La problematica dei rendimenti dei fondi pensione è strettamente intrecciata a quella dei costi dal momento che i rendimenti sono espressi al netto dei medesimi. In linea di massima, i rendimenti storici dei fondi pensione italiani sono stati abbastanza soddisfacenti. Se poi si tiene conto delle agevolazioni fiscali e della contribuzione addizionale del datore di lavoro la convenienza dei fondi rispetto al Tfr (che, non dimentichiamolo, in periodi di inflazione superiore al 6 per cento dà rendimenti negativi..) mi pare difficilmente confutabile. Certo, in una fase di turbolenza come quella che stiamo vivendo i rendimenti risentono pesantemente dell’andamento negativo dei mercati. Tuttavia, non esistono investimenti sicuri (pensiamo al mercato immobiliare statunitense…) e anche le regole della previdenza pubblica sono soggette a cambiamenti, a volte molto radicali e penalizzanti.
L’intento non deve essere dunque quello di demonizzare la previdenza privata, ma piuttosto di orientarla nella giusta direzione dal punto di vista:

a)      della trasparenza per quanto riguarda costi e rendimenti;
b)      della capacità di offrire strumenti di affinamento della consapevolezza degli aderenti (ad esempio, il progetto esemplificativo che stima annualmente la pensione complementare e che ora è divenuto obbligatorio), affiancati da opportuni meccanismi di guida alle scelte individuali, anche mediante default options;
c)      della necessità di regole di autodisciplina che gli operatori si impegnino a rispettare, soprattutto dal lato del contenimento dei costi.

Per quanto riguarda la gestione del portafoglio, il ricorso a forme di garanzia finanziaria è senz’altro auspicabile, soprattutto nelle fasi di caduta del mercato e in ogni caso quando l’aderente si avvicina alla pensione. Per i “silenti” la soluzione migliore, piuttosto che le forme di  garanzia oggi previste, sarebbe quella di prevedere per essi linee di default life cycle,  così come avviene negli Stati Uniti.

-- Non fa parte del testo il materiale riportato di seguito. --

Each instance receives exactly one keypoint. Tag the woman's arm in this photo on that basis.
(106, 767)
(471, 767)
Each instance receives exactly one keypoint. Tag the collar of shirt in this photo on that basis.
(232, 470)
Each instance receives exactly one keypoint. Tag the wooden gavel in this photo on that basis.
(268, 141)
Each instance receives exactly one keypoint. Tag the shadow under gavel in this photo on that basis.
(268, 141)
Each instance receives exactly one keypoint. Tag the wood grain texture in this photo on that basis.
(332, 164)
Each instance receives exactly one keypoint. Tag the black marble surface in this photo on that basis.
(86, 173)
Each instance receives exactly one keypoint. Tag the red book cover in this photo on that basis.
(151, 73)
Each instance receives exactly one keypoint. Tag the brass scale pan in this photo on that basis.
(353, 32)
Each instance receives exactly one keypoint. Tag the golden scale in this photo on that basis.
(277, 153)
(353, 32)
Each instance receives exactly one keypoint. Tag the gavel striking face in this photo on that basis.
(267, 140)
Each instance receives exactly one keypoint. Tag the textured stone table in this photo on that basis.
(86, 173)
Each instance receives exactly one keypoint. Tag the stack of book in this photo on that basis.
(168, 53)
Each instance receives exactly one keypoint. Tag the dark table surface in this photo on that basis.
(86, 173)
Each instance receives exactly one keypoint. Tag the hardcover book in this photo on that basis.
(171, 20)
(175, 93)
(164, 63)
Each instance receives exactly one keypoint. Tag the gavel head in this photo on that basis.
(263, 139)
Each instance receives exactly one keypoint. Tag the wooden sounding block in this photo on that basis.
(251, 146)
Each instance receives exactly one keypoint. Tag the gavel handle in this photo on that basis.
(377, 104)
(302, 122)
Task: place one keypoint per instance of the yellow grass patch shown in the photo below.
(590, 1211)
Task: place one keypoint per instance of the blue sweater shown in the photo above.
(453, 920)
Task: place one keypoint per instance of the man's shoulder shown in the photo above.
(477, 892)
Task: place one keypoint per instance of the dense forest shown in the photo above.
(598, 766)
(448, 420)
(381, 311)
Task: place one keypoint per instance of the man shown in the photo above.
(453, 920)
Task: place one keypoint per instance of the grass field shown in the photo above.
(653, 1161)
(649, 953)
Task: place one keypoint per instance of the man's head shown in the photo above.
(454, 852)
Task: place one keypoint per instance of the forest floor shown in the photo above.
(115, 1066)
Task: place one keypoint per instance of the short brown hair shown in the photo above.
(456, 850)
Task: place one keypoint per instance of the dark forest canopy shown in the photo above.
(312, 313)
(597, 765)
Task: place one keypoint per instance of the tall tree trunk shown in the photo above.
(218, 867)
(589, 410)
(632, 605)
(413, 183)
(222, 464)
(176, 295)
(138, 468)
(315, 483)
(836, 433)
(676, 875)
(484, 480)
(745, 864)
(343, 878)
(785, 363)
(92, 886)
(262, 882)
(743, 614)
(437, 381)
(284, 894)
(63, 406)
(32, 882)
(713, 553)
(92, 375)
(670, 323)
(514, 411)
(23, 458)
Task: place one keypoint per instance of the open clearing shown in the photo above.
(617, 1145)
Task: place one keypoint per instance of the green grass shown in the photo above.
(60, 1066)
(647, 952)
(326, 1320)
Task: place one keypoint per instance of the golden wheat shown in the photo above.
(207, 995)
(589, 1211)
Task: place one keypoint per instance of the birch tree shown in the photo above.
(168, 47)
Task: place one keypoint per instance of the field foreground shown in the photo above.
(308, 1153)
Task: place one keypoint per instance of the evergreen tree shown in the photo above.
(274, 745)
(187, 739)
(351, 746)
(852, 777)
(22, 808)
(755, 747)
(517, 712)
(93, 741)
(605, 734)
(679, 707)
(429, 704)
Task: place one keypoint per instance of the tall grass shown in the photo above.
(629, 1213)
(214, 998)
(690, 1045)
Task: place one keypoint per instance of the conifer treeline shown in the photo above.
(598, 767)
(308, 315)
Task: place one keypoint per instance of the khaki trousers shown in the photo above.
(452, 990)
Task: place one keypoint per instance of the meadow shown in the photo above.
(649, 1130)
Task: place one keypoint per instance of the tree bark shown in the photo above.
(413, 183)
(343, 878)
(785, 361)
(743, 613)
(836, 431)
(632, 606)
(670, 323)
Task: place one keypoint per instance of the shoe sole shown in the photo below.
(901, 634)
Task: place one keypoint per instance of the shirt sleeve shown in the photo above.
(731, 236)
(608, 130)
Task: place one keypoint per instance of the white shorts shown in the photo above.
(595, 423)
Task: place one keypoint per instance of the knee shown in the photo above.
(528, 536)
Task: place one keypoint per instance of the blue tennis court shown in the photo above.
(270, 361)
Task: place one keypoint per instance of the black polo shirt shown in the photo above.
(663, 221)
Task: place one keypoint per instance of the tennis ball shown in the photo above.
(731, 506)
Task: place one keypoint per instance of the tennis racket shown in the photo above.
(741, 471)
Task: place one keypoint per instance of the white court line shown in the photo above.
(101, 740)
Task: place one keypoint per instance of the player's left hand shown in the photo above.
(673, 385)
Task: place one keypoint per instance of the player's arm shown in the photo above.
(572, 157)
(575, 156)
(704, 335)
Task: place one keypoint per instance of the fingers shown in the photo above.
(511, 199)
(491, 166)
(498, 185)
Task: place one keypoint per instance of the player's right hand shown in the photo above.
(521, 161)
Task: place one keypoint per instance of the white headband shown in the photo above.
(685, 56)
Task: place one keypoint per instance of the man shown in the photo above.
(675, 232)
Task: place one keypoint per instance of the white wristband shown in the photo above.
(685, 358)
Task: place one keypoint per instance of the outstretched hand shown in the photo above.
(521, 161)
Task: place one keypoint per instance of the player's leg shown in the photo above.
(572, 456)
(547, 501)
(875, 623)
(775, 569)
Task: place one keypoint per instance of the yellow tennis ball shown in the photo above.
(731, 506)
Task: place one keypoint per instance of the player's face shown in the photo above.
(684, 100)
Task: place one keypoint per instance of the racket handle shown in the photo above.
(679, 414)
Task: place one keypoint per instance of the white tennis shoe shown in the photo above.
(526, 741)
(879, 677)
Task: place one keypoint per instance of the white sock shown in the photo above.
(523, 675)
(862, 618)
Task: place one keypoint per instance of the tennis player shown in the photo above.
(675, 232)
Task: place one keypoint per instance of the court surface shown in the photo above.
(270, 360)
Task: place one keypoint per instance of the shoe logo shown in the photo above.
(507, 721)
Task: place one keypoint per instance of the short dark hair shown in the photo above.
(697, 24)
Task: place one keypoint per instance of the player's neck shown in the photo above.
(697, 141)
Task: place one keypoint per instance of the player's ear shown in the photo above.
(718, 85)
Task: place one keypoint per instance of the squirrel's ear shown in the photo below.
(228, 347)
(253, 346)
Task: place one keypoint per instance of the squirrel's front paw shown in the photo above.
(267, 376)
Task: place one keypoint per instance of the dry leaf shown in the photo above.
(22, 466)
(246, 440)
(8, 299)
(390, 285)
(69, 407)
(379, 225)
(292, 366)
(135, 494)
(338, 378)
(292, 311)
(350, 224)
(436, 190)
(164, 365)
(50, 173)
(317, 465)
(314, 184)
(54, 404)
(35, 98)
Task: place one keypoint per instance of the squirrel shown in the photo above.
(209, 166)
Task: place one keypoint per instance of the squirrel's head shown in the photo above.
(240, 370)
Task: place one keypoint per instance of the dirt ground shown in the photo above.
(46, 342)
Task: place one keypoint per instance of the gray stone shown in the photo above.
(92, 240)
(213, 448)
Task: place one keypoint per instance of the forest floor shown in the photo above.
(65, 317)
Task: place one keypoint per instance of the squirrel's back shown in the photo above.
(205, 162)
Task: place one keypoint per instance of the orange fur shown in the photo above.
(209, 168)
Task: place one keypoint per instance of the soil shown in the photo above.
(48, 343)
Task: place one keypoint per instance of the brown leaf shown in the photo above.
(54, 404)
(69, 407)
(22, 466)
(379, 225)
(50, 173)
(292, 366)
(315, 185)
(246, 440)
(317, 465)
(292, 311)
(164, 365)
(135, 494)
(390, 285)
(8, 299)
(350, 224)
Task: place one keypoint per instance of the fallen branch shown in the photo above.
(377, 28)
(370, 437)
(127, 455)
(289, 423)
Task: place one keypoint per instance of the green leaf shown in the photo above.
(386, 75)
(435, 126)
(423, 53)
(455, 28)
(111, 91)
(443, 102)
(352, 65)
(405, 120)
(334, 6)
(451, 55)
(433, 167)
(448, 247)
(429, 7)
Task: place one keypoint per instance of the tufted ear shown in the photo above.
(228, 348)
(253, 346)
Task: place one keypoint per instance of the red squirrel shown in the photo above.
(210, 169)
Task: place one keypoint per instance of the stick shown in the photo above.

Tornando al tema dell’articolo, la tabella dell’Indicatore sintetico dei costi cui ho fatto richiamo  dimostra in tutta evidenza che è possibile trovare sul mercato prodotti assai convenienti a fianco a prodotti estremamente costosi. Non dimentichiamo, peraltro, che anche per i fondi negoziali la gestione finanziaria è svolta dagli stessi operatori di mercato (banche assicurazioni,SGR…) che offrono fondi aperti e PIP e pertanto i costi di gestione in un mercato concorrenziale dovrebbero essere destinati ad allinearsi. La vera differenza la fanno, salvo prova del contrario, i costi di distribuzione dei diversi prodotti. E’ un tema aperto e che meriterebbe ulteriori riflessioni.